South Korean authorities temporarily closed two hospitals in the country's capital Seoul, to control the spread of the Middle East Respiratory Syndrome (MERS) virus.
Konkuk University Medical Centre, where four cases have been reported, ceased to take new patients.
Samsung Medical Centre (SMC), which has remained closed since 14 June, will suspend its operations indefinitely, AFP reported.
According to the latest WHO figures, 178 cases of MERS have been reported from South Korea and one from China.
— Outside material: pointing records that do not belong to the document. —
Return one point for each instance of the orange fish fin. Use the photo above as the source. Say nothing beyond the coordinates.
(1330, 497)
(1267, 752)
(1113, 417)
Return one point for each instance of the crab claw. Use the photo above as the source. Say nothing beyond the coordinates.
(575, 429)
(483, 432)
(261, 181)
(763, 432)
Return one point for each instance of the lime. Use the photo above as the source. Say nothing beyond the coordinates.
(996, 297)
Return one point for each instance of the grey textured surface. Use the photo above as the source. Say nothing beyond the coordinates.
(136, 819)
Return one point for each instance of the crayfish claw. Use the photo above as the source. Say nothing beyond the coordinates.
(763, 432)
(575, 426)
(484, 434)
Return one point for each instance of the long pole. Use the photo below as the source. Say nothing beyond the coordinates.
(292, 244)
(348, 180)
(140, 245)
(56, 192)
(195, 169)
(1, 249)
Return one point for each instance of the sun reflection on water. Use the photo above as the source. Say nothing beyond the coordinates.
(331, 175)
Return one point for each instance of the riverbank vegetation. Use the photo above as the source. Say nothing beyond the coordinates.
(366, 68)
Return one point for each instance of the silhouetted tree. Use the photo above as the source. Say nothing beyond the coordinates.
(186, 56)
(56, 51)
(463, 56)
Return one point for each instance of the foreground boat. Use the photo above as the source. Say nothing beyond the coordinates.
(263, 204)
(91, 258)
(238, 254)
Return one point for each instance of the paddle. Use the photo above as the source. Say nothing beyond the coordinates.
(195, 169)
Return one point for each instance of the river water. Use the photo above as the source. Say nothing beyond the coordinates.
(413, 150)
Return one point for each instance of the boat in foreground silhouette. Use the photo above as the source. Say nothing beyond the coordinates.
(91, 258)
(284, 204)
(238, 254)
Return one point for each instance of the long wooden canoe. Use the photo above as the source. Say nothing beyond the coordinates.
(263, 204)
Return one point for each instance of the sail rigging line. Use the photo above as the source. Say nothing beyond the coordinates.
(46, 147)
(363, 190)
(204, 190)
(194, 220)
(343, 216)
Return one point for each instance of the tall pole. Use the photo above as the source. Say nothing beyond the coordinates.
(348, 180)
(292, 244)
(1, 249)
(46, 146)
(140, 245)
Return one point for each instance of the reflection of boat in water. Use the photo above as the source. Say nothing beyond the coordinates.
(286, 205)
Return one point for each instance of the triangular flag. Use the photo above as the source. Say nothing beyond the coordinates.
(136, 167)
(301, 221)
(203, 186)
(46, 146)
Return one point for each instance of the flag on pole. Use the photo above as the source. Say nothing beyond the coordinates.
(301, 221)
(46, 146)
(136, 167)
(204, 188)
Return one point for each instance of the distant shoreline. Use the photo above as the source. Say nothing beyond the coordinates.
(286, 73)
There have been 27 deaths so far.
Cancer Research UK launched Major Centres at its Oxford, Manchester and Cambridge hubs to support research in early detection of cancer and personalised medicine.
The three Major Centres will receive £5m each for collaborative research and 'bridging the gap between innovative laboratory work and benefits for patients'.
Cancer Research UK executive director for research funding Dr Iain Foulkes said: "The development of these Major Centres will accelerate national and international collaborations and improve treatments for patients.
"In each location, we are developing cutting-edge approaches in how we treat the disease, be that the detection of individual tumour cells in the blood that allow us to monitor the disease or precision radiotherapy."